El Nino refers to the large-scale ocean-atmosphere climate interaction linked to periodic warming in sea surface temperatures across the central and east-central Equatorial Pacific. It is associated with high pressure in the western Pacific. El Nino adversely impacts the Indian monsoons and hence, agriculture in India.
Let us see how El Nino affects India.
In a normal monsoon year (without El Nino), the pressure distribution is as follows:
- The coast of Peru in South America has a higher pressure than the region near northern Australia and South East Asia.
- The Indian Ocean is warmer than the adjoining oceans and so, has relatively lower pressure. Hence, moisture-laden winds move from near the western Pacific to the Indian Ocean.
- The pressure on the landmass of India is lower than on the Indian Ocean, and so, the moisture-laden winds move further from the ocean to the lands.
If this normal pressure distribution is affected for some reason, the monsoons are affected.

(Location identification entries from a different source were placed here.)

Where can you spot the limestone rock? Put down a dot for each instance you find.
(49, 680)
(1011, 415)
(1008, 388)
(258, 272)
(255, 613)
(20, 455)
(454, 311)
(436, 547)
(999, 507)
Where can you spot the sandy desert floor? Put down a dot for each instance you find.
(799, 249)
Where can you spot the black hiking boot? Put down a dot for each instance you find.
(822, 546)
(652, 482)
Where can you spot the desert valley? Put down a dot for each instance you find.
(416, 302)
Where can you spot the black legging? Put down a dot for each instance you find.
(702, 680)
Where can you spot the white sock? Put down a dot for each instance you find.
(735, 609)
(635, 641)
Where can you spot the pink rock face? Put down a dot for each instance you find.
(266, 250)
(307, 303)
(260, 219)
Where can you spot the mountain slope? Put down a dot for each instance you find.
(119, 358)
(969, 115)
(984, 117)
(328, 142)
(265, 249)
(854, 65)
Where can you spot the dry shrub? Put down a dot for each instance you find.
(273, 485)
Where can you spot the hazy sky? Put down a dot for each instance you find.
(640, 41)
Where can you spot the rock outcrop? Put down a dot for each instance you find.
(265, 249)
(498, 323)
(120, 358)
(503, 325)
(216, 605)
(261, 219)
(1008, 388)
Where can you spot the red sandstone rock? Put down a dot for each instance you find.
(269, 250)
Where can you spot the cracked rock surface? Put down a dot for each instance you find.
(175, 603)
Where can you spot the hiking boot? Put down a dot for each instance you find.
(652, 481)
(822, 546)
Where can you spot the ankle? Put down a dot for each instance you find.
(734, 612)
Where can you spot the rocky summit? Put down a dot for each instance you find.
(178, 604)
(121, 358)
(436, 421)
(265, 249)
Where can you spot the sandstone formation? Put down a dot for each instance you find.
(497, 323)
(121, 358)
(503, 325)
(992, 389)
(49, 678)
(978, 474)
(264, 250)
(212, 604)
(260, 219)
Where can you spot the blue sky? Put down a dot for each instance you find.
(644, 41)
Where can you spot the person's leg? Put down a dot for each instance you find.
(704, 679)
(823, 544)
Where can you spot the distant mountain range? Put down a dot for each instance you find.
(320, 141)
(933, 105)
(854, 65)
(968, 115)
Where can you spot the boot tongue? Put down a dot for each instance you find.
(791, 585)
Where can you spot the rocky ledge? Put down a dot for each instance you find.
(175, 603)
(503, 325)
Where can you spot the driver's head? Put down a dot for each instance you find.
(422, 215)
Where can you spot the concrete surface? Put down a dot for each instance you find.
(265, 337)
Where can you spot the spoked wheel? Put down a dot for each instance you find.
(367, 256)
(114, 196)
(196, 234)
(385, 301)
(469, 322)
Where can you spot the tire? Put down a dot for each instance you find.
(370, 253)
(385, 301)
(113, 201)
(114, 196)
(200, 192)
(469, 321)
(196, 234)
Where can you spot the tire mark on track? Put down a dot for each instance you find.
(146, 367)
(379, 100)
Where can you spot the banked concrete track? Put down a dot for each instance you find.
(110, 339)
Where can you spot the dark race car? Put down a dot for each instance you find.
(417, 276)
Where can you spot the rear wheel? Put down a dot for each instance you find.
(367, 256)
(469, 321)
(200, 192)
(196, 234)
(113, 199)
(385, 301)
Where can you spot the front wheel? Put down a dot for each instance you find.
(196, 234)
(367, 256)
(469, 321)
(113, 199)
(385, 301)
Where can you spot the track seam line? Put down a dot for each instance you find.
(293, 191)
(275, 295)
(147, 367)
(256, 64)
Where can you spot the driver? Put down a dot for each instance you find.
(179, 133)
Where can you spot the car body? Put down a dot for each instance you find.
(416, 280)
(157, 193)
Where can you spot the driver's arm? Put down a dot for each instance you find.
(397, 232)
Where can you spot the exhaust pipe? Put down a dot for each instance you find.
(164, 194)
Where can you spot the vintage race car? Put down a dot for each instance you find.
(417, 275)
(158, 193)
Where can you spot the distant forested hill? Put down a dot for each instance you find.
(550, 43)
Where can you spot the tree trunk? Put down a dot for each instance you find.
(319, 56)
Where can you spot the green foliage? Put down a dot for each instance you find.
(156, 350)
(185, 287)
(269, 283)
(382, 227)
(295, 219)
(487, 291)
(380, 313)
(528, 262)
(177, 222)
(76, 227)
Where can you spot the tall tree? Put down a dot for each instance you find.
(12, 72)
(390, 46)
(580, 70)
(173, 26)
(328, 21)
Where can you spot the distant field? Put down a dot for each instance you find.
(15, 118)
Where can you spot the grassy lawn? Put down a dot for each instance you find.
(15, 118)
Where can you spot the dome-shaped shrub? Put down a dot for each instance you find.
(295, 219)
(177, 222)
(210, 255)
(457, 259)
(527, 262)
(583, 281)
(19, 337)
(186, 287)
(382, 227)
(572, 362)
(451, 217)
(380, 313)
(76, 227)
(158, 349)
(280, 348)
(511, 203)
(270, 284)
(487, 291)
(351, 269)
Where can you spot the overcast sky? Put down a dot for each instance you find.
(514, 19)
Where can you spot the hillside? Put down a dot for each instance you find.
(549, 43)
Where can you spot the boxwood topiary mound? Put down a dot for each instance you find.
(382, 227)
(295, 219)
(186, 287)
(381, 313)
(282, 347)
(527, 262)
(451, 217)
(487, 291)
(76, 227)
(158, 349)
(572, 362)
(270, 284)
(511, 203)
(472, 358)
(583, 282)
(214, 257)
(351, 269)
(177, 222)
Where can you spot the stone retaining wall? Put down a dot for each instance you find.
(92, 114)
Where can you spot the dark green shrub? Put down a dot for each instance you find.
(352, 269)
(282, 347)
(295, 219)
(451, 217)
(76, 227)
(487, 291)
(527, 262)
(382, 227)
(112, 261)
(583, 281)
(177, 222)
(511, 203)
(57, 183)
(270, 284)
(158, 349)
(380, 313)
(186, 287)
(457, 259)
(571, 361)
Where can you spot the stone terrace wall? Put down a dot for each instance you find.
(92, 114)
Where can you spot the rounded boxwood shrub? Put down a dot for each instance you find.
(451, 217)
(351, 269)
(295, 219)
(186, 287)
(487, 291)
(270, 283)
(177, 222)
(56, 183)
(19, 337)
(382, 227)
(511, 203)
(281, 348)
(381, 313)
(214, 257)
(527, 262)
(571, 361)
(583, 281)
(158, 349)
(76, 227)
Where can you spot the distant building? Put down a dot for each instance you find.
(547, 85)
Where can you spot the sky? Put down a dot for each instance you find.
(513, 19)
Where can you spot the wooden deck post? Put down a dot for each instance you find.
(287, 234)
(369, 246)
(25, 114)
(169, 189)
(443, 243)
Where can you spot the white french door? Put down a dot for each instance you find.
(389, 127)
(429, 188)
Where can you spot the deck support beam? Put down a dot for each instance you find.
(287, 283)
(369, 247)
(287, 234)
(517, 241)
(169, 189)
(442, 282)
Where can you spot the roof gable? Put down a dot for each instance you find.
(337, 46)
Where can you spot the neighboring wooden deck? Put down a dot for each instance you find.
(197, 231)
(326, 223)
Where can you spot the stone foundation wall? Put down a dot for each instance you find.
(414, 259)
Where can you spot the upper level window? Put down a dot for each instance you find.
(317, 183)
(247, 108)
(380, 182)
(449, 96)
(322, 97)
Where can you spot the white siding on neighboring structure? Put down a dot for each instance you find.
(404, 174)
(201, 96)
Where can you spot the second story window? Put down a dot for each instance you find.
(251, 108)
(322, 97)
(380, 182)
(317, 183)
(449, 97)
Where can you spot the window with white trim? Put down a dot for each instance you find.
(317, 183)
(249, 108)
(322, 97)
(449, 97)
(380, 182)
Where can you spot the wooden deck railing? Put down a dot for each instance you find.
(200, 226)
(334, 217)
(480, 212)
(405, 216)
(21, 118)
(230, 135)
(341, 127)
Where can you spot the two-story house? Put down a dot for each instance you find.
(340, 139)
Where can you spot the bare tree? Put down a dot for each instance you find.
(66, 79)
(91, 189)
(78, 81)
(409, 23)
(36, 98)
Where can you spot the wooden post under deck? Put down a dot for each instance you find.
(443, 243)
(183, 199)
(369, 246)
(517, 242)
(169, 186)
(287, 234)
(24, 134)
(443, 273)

What happens because of El Nino?
The cool surface water off the Peruvian coast goes warm because of El Nino. When the water is warm, the normal trade winds get lost or reverse their direction. Hence, the flow of moisture-laden winds is directed towards the coast of Peru from the western Pacific (the region near northern Australia and South East Asia). This causes heavy rains in Peru during the El Nino years robbing the Indian subcontinent of its normal monsoon rains. The larger the temperature and pressure difference, the larger the rainfall shortage in India.
La Nina means ‘little girl’ in Spanish and is also known as El Viejo or ‘cold event’. Here, the water temperature in the Eastern Pacific gets colder than normal. As a result of this, there is a strong high pressure over the eastern equatorial Pacific. Now, there is low pressure in the Western Pacific and off Asia. La Nina causes drought in Peru and Ecuador, heavy floods in Australia, high temperatures in Western Pacific, Indian Ocean, off the Somalian coast and good monsoon rains in India. A La Nina is actually beneficial for the Indian monsoon.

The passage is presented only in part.